Of the two clicks received, one was relatively cheap ($4.78 for "how many years does it take to get an mba") while the other was 5x more expensive ($25.50 for "how long do you have to go to school for business management") — even though both queries effectively ask the same thing. This discrepancy evidences the reality of long-tail CPC fluctuation; it's all about who else happens to be broad match bidding at that moment in time, not the value of the query itself.

These aren't the searches you want to be paying for. Long-tail questions are best handled through organic content — whether that's FAQs, blogs, or program pages — that provide answers to these questions, educate, and build awareness without eroding ad spend.

Wrapping Things Up — Short and Sweet

Overall, the long tail doesn't introduce new behaviors so much as it amplifies the ones we've already seen. Taken together, the short and long ends of Broad Match show the same truth from opposite sides: the algorithm is constantly searching for semantic similarity. As advertisers, it's up to us to decide which similarities are actually worth paying for.

At both ends of the spectrum, Broad Match uses those semantic associations to connect what were once "cheap," low-competition terms (like MBA) with high-intent, high-CPC phrases such as online MBA programs. When advertisers add those richer phrases as broad keywords, Google's model begins pulling those simple-but-still-neighbors terms into the same auction pool.

The result is predictable: denser auctions for queries Google has broad matched to multiple advertisers' keywords, which ultimately results in a higher average CPC for what used to be inexpensive, top-of-funnel terms.

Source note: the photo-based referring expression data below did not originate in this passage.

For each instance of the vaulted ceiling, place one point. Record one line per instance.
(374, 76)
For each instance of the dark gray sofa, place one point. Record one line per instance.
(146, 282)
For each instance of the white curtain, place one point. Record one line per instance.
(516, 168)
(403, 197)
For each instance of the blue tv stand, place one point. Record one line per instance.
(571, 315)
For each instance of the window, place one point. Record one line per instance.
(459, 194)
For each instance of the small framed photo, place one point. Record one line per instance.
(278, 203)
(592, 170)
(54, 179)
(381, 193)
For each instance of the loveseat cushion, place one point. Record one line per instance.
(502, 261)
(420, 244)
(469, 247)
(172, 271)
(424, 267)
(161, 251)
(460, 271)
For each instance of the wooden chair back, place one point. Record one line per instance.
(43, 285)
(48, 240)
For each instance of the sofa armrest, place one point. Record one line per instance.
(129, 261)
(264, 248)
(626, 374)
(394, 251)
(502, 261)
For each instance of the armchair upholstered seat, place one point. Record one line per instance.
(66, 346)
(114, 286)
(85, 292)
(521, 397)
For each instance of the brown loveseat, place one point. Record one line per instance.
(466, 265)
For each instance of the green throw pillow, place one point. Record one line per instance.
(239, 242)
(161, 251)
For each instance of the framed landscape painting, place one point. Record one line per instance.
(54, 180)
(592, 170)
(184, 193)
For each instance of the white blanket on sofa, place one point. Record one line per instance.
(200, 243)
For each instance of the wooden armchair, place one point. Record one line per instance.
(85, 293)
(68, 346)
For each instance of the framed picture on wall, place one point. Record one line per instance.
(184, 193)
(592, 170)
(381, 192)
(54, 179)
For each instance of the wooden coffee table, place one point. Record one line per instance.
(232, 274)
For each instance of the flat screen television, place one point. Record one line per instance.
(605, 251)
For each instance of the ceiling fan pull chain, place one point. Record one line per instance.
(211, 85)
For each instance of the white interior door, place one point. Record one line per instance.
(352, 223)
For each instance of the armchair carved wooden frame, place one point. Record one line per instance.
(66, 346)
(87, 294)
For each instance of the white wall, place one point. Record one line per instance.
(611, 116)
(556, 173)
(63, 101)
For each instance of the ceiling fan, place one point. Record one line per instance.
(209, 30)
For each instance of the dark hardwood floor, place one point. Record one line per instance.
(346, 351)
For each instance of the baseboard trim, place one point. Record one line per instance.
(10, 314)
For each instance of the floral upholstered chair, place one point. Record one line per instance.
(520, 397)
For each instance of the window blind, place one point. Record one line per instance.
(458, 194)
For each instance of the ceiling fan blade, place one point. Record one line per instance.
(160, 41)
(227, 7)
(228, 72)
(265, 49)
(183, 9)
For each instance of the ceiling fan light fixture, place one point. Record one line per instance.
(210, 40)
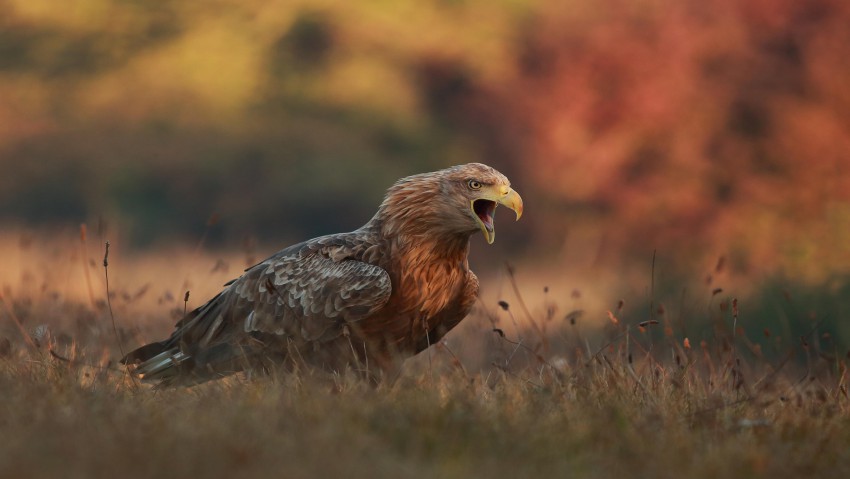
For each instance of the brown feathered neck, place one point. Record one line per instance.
(421, 225)
(419, 213)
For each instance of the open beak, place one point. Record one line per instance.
(484, 208)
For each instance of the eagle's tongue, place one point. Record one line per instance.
(485, 210)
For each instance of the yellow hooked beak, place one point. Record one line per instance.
(484, 207)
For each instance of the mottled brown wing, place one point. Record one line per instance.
(309, 294)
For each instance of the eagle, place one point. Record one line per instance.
(364, 300)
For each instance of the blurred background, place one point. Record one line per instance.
(713, 135)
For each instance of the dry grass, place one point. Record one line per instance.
(539, 397)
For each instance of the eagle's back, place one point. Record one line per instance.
(347, 300)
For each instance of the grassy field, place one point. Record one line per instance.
(509, 394)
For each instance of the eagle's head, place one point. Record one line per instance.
(455, 201)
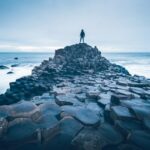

Broad Match, in other words, isn't just expanding your reach — it's expanding the market. It's a predictable outcome, but it's expensive. You spend more than expected, and much of that spend goes toward lower-intent searches that your ads were never explicitly built for.

That's where this evolution lands us: a system that interprets meaning beautifully but manages intent imperfectly. The goal isn't to reject Broad Match altogether — it's to recognize what it's doing, measure the trade-offs, and design your campaigns accordingly.

All examples are drawn from anonymized or representative higher-education campaign data and do not reflect any individual institution’s performance.